Jelina Mabon is the Shefa Women’s U-17 goalkeeper coach based at Epi High School who was also the only female goalkeeper coach engaged during the VFF National Youth League Championship.

In preparation for the role, Mabon attended a three-day goalkeeper coaching course run at Teouma Academy from 19-23 November conducted by OFC Goalkeeping Instructor James Bannatyne.

The course was run in parallel with the Southern Region Youth League Championship, which was the qualifying competition for the National Youth League.

Mabon’s charge Noeline John picked up the Best Keeper award at the 2019 National Youth League Championship, the same award she picked up during the qualifying competition.

The Ambae/Pentecost-native became involved with the Shefa team through her role as a Biology, Chemistry and Maths teacher at Epi High School.
“My interest in soccer dates back to 2006. I was playing for St. Patrick College as a forward and then later was selected in the school tem for the PESSA Games,” she explained.

“I am interested in goalkeeper coaching because most of the coaches are focusing on the ten players running around the field, but not the goalkeepers, and it is good for two coaches to manage a team so one can focus on the players, and one on the goalkeepers.”

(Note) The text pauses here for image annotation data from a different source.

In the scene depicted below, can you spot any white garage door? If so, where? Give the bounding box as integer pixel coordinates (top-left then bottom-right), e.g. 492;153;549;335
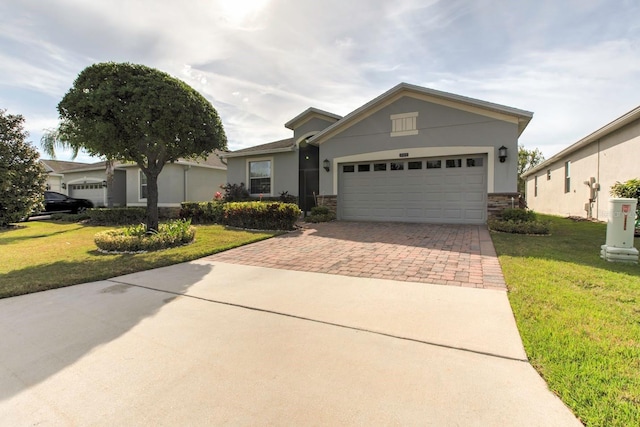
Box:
69;183;105;208
338;155;487;224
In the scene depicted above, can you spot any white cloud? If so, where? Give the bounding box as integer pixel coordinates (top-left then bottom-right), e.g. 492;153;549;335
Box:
0;0;640;162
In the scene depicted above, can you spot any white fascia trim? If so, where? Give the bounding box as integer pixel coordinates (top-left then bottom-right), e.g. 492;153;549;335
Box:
67;176;104;185
331;146;496;194
244;157;276;197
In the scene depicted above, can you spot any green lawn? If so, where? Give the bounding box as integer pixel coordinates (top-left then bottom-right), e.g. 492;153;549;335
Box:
492;215;640;426
0;221;277;298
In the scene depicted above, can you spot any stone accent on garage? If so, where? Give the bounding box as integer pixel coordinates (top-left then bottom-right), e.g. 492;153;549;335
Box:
487;193;525;219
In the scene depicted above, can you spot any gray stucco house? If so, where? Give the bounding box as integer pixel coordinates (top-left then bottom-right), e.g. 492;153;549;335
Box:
223;83;533;224
41;151;227;208
522;107;640;220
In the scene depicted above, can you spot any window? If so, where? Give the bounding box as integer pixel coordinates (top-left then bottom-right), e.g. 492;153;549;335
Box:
138;171;147;200
467;157;482;168
249;160;271;194
391;112;418;136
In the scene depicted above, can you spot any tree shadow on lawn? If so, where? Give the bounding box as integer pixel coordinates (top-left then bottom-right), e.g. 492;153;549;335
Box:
0;261;214;402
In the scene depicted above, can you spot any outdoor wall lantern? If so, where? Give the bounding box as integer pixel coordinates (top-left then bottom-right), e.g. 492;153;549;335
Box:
498;145;507;163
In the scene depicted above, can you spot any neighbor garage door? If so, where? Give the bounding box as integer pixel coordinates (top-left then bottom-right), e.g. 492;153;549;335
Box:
69;183;105;207
338;155;487;224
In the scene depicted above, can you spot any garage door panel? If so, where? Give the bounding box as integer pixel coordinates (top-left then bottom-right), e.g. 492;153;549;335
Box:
339;155;487;223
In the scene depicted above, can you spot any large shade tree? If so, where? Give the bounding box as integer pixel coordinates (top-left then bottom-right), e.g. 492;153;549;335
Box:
0;110;47;227
56;62;227;230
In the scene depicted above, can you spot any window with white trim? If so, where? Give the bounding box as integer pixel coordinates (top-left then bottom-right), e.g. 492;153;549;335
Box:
138;171;147;200
249;160;272;194
391;112;418;136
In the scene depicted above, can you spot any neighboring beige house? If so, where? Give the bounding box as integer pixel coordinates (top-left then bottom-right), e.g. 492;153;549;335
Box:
41;152;227;207
522;107;640;220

Mabon found the goalkeeper course she participated on incredibly helpful in guiding her on the coaching journey she has chosen.

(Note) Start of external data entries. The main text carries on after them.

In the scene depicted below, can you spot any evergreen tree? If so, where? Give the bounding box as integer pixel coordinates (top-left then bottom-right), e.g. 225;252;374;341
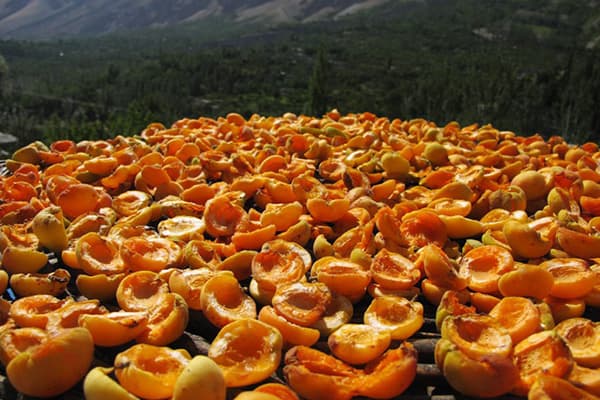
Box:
304;46;328;116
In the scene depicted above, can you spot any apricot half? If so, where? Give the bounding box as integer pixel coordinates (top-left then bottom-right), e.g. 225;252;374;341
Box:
114;344;192;399
6;328;94;397
208;319;283;387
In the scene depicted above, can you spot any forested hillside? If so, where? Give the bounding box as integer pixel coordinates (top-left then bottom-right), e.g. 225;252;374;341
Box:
0;0;600;152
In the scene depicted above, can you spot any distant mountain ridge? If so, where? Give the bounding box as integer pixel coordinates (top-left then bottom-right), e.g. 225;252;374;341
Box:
0;0;389;39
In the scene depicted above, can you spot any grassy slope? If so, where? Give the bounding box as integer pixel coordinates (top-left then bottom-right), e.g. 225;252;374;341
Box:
0;0;600;148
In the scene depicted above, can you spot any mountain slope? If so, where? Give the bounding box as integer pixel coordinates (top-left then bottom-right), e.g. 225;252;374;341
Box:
0;0;388;39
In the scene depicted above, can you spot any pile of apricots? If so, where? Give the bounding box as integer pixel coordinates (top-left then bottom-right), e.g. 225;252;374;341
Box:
0;110;600;400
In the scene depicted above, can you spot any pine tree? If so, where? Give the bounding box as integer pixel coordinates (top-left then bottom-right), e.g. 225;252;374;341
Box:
304;46;328;116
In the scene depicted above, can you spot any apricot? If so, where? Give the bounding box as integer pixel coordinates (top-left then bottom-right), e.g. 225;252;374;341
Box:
136;293;189;346
283;346;362;400
114;344;192;399
371;249;421;289
6;328;94;397
258;306;320;346
77;311;148;346
489;297;542;344
9;294;73;329
459;245;514;293
252;239;312;290
115;271;169;311
435;339;519;398
311;294;354;336
10;268;71;297
119;236;182;272
511;331;574;396
75;273;125;301
441;313;513;361
527;374;597;400
363;296;423;340
540;258;596;299
555;317;600;368
200;272;256;328
271;282;332;326
208;319;283;387
172;355;227;400
498;263;554;299
75;232;126;275
1;245;48;274
415;244;468;291
327;324;392;365
157;215;206;241
31;206;68;251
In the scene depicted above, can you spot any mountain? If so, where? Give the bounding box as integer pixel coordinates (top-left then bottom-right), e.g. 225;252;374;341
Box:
0;0;389;39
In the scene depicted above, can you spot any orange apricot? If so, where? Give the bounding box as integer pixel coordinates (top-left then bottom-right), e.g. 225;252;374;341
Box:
511;331;573;396
200;272;256;328
136;293;189;346
540;258;596;299
489;297;541;344
271;282;332;326
6;328;94;397
371;249;421;289
75;232;126;275
311;257;371;303
460;245;514;293
116;271;169;311
363;296;424;340
327;324;392;365
208;319;283;387
258;306;320;347
555;317;600;368
252;239;311;290
114;343;192;399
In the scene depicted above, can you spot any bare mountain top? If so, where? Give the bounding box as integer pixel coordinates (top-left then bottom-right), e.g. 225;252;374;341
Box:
0;0;388;39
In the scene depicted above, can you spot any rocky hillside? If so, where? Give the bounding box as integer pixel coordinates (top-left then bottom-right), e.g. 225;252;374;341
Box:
0;0;388;39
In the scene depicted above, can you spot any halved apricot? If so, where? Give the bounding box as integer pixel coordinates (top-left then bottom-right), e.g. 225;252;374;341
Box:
9;294;73;329
371;249;421;289
311;257;371;303
511;331;573;396
10;268;71;297
208;319;283;387
136;293;189;346
283;346;363;400
400;210;448;247
441;313;513;360
75;232;127;275
6;328;94;397
312;293;354;336
200;272;256;328
258;306;320;346
0;327;48;367
327;324;392;365
252;239;311;290
489;297;541;344
498;263;554;299
271;282;332;326
169;267;216;310
363;296;424;340
114;343;192;399
77;311;148;346
116;271;169;311
555;317;600;368
415;244;468;291
460;245;514;293
75;273;125;301
540;258;597;299
527;374;597;400
119;236;183;272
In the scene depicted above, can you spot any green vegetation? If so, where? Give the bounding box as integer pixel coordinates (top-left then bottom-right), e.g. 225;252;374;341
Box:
0;0;600;153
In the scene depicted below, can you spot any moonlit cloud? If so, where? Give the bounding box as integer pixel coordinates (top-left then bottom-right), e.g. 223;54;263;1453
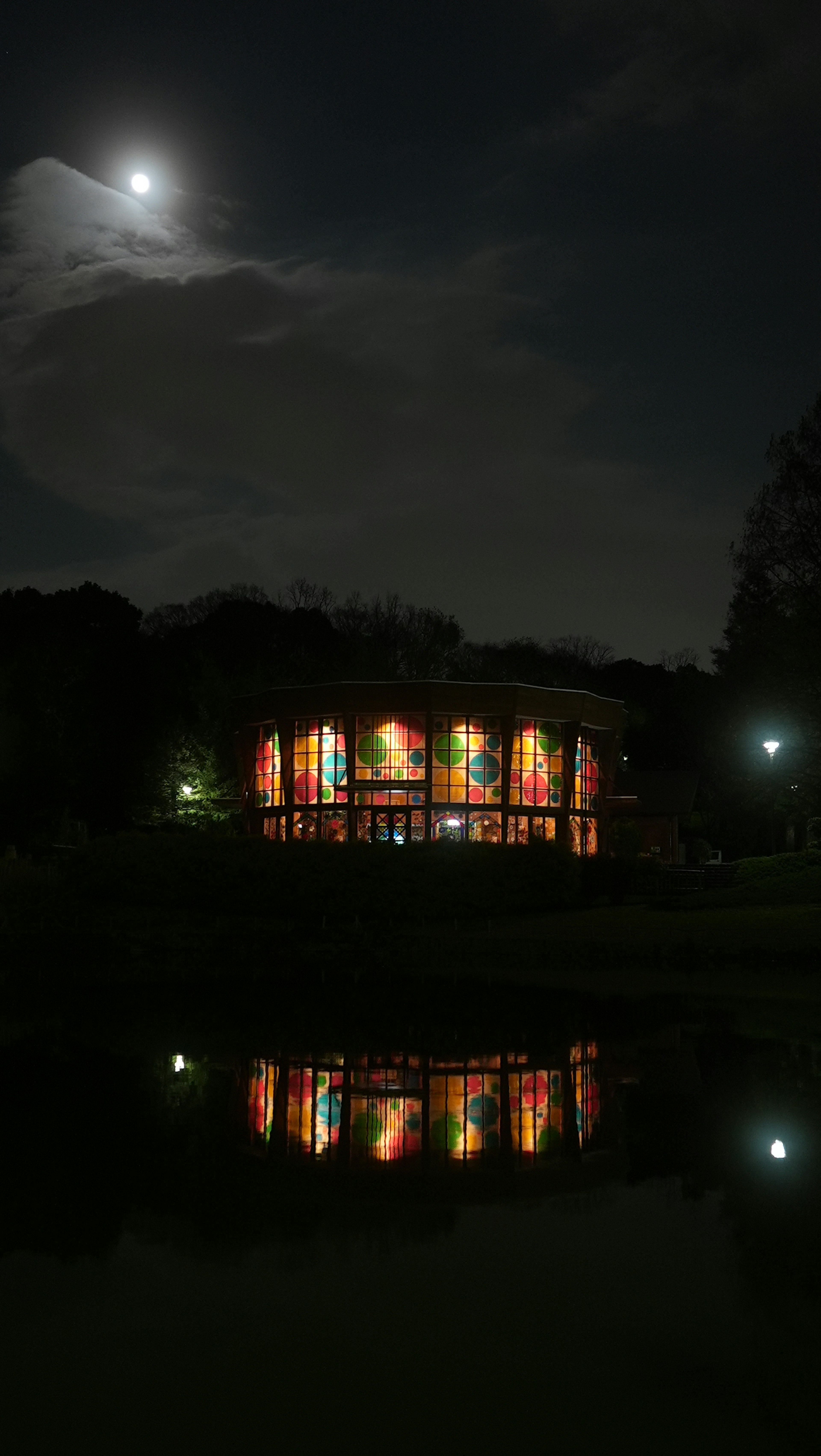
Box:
0;159;731;652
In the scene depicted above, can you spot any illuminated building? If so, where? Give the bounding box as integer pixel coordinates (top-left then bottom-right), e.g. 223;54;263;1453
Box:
239;681;625;855
247;1043;600;1166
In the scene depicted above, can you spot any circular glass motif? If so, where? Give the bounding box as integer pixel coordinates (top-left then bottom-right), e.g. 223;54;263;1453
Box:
322;753;345;783
470;753;502;783
524;773;547;804
434;732;464;767
357;732;387;769
408;718;425;762
294;769;316;804
536;724;562;753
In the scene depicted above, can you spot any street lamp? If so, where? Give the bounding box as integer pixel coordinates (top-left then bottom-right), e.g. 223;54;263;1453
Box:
761;738;779;855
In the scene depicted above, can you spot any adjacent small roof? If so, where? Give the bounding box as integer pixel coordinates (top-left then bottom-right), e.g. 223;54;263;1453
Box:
607;769;699;814
234;680;626;734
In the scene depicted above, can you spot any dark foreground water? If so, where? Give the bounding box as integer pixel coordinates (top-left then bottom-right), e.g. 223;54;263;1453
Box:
0;1005;821;1456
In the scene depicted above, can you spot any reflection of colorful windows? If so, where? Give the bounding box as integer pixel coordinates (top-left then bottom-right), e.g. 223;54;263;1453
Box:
431;713;502;805
355;713;425;804
428;1063;499;1159
574;728;598;814
253;724;282;810
571;1041;600;1147
247;1061;277;1141
511;718;562;810
287;1063;342;1157
467;810;502;844
508;1069;562;1156
294;718;348;804
431;810;464;840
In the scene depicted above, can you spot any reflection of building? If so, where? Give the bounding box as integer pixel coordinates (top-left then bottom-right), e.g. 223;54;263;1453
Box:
239;683;625;855
249;1043;598;1163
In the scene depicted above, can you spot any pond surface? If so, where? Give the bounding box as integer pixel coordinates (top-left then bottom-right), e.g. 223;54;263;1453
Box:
0;1007;821;1456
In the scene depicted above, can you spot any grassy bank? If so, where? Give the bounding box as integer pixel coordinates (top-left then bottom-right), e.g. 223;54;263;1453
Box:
0;836;821;999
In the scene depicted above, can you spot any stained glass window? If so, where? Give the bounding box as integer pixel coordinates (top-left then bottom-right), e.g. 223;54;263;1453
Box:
431;713;502;805
431;810;464;840
322;810;348;844
467;810;502;844
253;724;282;810
511;718;562;810
294;810;316;839
294;718;348;804
508;814;556;844
355;713;425;804
574;728;598;814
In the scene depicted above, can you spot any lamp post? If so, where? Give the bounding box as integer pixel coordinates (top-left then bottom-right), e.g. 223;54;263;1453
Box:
761;738;779;855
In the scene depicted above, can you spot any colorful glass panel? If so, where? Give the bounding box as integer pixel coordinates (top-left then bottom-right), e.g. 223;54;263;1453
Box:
293;810;316;839
509;718;562;810
322;810;348;844
431;810;464;840
294;718;348;804
355;713;425;804
574;728;600;814
467;810;502;844
431;713;502;807
253;724;282;810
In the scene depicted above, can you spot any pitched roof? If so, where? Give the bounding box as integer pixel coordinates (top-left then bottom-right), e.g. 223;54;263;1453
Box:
610;769;699;814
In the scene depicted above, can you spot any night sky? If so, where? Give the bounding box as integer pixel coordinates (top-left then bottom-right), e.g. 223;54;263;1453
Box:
0;0;821;665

“The course helped me learn about the qualities of a goalkeeper, how to scout a keeper from the crowd and the role of a goalkeeper coach and also the role in the field of play. I also learned the key actions of a goalkeeper; how to coach a ball, how the goalkeepers should be positioned during matches. I also learned how to create session plans for goalkeeper training and how to conduct the training according to the plan.”

While the first step was taking part in the course, and actively coaching a team, Mabon has plenty more goals she wants to achieve.

“I look forward to going back to my school and running some women’s goalkeeper training sessions,” she said.

“I don’t mind that I was the only woman attending the training course. I am happy that I took the role and as the only female to be part of the course I feel it’s important. I would like to see VFF bring more women into course because today we have women’s football competitions and there are situations where girls aren’t as open to discussing with male coaches.”